My vision is to try to bring together the technical aspects of flow/mass cytometry with biology. My experience is that there is often a disconnect between the two. Hopefully there is a way to more fully integrate these aspects to make a fully-functioning unit that will be a powerful tool for looking into how life works at the single cell level! I’m particularly excited about recent developments in the field of high-dimensional analysis with the advent of the CyTOF and the data analysis platforms that have and continue to be generated to meet the challenge of ‘big data’.

What do you study?
As a core facility staff member, I have the opportunity to participate in general core activities such as instrument and data analysis assistance and training, advising users on experimental design, FACS for functional and genomic analyses of specific cell populations, instrument maintenance etc. However, I also have had the opportunity to be involved in our users’ research projects, particularly our CyTOF experiments. We have looked at different disease states and are trying to discern the heterogeneity and “symphonic” nature of up and down regulation of marker expression.

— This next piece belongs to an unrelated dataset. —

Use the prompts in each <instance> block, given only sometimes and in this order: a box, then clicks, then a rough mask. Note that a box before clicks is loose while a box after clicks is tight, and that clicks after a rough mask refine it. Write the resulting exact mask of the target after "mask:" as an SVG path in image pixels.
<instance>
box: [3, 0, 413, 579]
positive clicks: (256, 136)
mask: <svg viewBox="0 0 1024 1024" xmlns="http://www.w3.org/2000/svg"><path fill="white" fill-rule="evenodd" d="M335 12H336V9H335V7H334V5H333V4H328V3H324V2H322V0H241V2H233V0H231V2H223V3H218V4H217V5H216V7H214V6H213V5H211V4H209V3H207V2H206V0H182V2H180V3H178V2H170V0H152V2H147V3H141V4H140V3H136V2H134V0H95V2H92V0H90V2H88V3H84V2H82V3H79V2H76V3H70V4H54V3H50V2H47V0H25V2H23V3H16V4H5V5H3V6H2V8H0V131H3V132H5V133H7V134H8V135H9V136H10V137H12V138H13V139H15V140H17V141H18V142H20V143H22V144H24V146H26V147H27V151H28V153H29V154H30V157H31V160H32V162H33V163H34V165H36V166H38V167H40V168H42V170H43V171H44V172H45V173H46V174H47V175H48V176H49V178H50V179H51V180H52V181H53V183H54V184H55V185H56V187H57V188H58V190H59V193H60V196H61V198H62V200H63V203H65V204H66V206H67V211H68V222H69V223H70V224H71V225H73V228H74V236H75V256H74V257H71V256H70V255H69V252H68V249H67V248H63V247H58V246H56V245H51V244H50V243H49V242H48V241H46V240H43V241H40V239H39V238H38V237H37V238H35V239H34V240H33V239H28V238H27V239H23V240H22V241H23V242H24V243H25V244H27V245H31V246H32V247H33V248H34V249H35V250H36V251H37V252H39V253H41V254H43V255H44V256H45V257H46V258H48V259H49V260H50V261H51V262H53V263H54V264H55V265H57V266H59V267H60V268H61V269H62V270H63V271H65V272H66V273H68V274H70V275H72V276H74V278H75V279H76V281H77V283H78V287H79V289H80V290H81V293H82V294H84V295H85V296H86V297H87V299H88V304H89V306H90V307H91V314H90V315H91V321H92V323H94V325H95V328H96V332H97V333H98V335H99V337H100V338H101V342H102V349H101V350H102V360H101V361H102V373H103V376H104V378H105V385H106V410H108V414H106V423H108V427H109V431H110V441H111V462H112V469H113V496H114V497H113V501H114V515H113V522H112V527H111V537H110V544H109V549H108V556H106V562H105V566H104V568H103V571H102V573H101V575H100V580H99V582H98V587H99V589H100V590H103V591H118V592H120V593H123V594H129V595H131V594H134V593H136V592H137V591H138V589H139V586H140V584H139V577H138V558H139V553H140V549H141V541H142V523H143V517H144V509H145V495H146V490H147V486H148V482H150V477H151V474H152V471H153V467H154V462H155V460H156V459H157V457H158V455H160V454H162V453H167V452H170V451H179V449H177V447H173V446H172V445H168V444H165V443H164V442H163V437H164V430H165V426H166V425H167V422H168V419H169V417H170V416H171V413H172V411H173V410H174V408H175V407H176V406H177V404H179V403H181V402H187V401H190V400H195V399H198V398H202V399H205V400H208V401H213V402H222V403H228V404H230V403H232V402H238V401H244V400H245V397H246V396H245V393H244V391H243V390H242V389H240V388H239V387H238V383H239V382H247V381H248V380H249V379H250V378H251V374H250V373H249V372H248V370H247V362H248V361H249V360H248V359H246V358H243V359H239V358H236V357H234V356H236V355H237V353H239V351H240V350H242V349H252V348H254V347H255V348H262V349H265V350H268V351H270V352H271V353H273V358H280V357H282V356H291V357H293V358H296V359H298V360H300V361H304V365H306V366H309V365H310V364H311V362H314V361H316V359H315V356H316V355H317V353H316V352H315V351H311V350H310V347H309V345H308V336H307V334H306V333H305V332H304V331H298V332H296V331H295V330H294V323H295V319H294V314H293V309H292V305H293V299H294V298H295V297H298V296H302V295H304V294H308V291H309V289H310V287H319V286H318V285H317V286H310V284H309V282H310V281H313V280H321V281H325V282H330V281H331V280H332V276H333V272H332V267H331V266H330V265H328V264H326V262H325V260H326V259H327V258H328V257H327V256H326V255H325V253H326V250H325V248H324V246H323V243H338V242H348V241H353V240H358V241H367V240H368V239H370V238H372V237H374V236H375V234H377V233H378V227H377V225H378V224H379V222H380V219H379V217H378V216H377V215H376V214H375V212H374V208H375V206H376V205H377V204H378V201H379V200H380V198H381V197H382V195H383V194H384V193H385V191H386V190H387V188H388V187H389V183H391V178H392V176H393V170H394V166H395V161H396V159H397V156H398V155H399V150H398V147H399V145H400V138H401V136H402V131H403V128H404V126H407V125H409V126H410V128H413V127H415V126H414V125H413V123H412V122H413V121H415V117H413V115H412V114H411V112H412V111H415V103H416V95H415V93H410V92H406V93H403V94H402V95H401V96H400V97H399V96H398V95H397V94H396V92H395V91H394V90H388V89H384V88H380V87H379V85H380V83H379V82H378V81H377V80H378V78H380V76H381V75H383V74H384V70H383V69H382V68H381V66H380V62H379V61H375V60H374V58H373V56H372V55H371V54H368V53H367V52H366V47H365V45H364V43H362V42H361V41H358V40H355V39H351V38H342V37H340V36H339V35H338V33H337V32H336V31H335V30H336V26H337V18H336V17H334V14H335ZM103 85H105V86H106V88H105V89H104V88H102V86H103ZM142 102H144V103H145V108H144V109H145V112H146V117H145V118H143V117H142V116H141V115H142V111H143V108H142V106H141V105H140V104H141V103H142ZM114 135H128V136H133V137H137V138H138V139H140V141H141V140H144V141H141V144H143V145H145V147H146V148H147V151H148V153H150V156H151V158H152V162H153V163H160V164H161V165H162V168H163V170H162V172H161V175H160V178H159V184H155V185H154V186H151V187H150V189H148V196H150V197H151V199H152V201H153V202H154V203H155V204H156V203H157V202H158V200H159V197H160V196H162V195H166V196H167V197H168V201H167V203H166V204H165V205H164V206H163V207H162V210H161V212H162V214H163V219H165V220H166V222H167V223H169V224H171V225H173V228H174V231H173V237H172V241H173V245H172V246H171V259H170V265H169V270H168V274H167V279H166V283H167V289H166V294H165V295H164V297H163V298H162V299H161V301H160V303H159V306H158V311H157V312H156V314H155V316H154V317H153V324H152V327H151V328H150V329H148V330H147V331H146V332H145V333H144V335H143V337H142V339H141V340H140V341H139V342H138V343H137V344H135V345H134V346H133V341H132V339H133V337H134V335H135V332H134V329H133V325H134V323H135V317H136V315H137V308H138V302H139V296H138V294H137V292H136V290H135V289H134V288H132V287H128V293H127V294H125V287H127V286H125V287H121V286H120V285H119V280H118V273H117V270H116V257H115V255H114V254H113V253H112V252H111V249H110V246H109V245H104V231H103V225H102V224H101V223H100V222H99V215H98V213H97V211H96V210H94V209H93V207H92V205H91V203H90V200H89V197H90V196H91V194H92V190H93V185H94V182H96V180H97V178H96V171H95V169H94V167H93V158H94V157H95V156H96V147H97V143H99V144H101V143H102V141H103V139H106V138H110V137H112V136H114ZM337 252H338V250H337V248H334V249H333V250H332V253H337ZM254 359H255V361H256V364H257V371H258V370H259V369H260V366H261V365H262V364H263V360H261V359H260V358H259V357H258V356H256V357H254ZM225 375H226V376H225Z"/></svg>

What’s your favorite thing about Cytobank?
My favorite thing about Cytobank is the ability to interrogate data in a wide variety of ways. It gives users a convenient, sharable location and toolset to visualize and manipulate data, particularly with the integration of viSNE and SPADE for high-dimensional data.
What feature in the 4.2 release did you enjoy the most? How will you use this to improve your analysis moving forward in your research?
My favorite feature was the ability to overlay dot plots. This will make analysis and comparison of viSNE maps between samples much easier to inspect for novel or previously unappreciated cell populations.